( ... ) mathematics because it is an extremely difficult road to traverse. The terrain is extremely demanding. The amount of work and concentration required to build the foundation necessary to continue extending the framework is immense. ( ... ) - David Andrews
Mathematics, as if you have never seen a skyscraper and are traversing the streets of Manhattan. With that mindset, you can only think that people -walk- to the 60th floor... Anyway, feeling overwhelmed by the sheer size and complexity of maths is not going to help. Only people willing to teach, without ulterior selfish motives, can help. One can write a book about mathematics to impress peers, as a way to meet publication quotas or to -teach-. Like the book The Limits of Mathematics does for example.
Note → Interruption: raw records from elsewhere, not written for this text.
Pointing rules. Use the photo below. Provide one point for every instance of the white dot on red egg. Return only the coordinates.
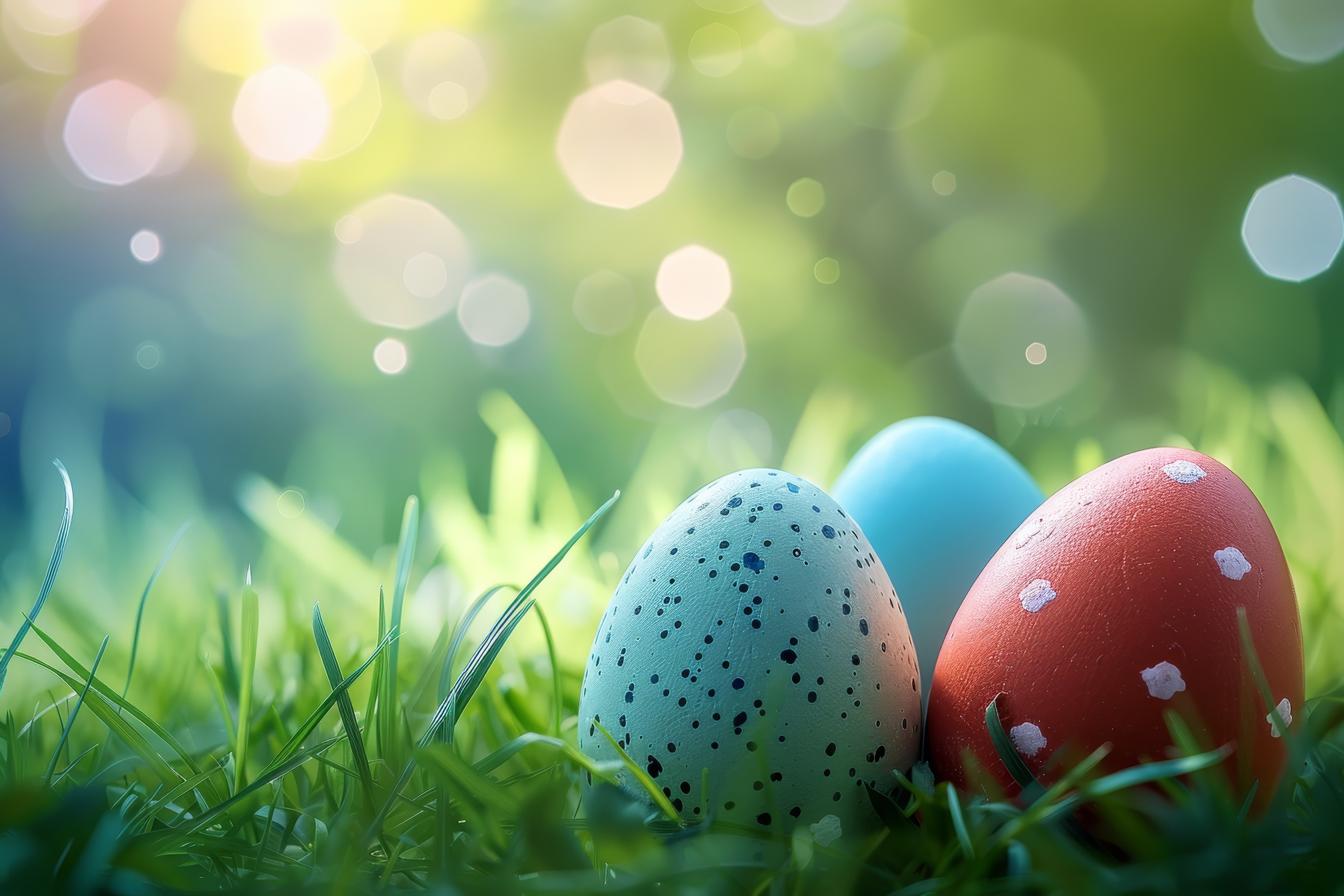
(1037, 594)
(1163, 680)
(1285, 711)
(1233, 563)
(1027, 739)
(1185, 472)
It is a clear taste of the best mathematics has to offer, an invitation to go on to the next level.
The table of contents says it all:
- Randomness in arithmetic and the decline and fall of reductionism in pure mathematics
- Elegant LISP programs
- An invitation to algorithmic information theory
- The limits of mathematics
- Appendix. LISP interpreter in Mathematica
The appendix contains the source code of a Lisp interpreter coded in Mathematica. I love that. But the book starts with a clear description of the massive changes taking place in ( the thinking about ) mathematics during the first half of the twentieth century, from Hilbert to Turing.